They can sometimes be backwards from that of their star

Dec 24, 2009 10:01 GMT  ·  By

Astronomers at the University of Exeter, in the United Kingdo0m, have recently discovered more evidence that massive exoplanets beyond our solar system can have orbits that are tilted in extreme manners. Some of these orbits can be so tilted, that the planets on them appear to be orbiting backwards in regards to their parent stars. Two such examples have already been identified, one after the other. The giant exoplanets in this class almost always revolved very close to their Suns, which is one of the main reasons why they acted they way they did, PhysOrg reports.

Planets are determined to be spawned from protoplanetary disks, which are huge fields of dust and gas that remain around a newly formed star. The disks basically originate in the huge clouds that collapse on themselves, and then ignite, to form the new celestial objects. These circular structures around the stars spin in the same direction they do, therefore the newly formed planet should take on the same orbit. This is what regularly happens in average systems, but some of them constitute exceptions.

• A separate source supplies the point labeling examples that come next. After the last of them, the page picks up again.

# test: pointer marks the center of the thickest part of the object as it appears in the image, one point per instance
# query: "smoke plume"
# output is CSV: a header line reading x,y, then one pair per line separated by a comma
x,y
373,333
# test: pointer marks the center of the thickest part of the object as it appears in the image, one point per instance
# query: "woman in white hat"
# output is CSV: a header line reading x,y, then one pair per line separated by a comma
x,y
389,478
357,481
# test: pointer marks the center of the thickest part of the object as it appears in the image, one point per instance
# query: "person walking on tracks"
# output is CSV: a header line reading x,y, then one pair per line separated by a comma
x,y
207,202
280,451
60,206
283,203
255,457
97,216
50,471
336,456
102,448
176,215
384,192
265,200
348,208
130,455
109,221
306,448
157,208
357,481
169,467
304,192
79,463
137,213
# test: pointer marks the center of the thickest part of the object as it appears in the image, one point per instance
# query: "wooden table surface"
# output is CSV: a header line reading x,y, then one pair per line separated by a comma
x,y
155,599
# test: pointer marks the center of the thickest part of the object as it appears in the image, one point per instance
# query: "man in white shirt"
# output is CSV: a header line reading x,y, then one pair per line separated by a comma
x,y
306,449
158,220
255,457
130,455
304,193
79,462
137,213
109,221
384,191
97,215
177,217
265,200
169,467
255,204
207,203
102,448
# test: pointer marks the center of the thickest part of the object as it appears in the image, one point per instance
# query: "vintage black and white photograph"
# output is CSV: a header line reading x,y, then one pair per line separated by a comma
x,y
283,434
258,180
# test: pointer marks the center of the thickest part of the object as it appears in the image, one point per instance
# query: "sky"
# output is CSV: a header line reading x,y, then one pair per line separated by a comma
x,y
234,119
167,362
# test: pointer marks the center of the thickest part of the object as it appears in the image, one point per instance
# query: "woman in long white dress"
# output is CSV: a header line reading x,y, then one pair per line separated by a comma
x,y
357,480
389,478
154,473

The main reason for this is the fact that the new exoplanets that are spawned tend to interact violently with each other. The bodies closest to the parent star have their orbits influenced – as in elongated and tilted – by the actions of the other planets. These influences can become so massive at some point, that the orbits tilt in extreme manners, and the respective exoplanets start orbiting their star backwards. Details of the UE team's investigations appear in the latest issue of the prestigious scientific journal Monthly Notices of the Royal Astronomical Society.

Using the advanced Keck telescope in Hawaii, the team managed to observe the exoplanet COROT-Exo-1b, which was also investigated earlier this year. The scientists determined that the celestial body appeared to have a 77-degree tilt in its orbit, when compared with its parent star. The planet can be seen, at times, from the Earth via telescope, when it passes in front of the COROT star. Astronomers say that, at this point, between 25 and 50 exoplanets of all the identified ones have orbital tilts higher than 30 degrees. Our planet is the most tilted in the solar system, with a 7.1-degree tilt.

“The presence of advanced life on Earth may be contingent on our planetary system having avoided the brunt of planet-planet scatter, keeping Earth on a circular orbit – neither too hot nor too cold for life as we know it. In this scenario, the solar system may have been unusually lucky. Either it avoided catastrophic gravitational encounters between massive planets or it suffered such interactions so long ago that most of the planets had the chance to resettle into nearly circular orbits with little or no tilt,” UE School of Engineering, Mathematics and Physical Sciences expert Frederic Pont explains.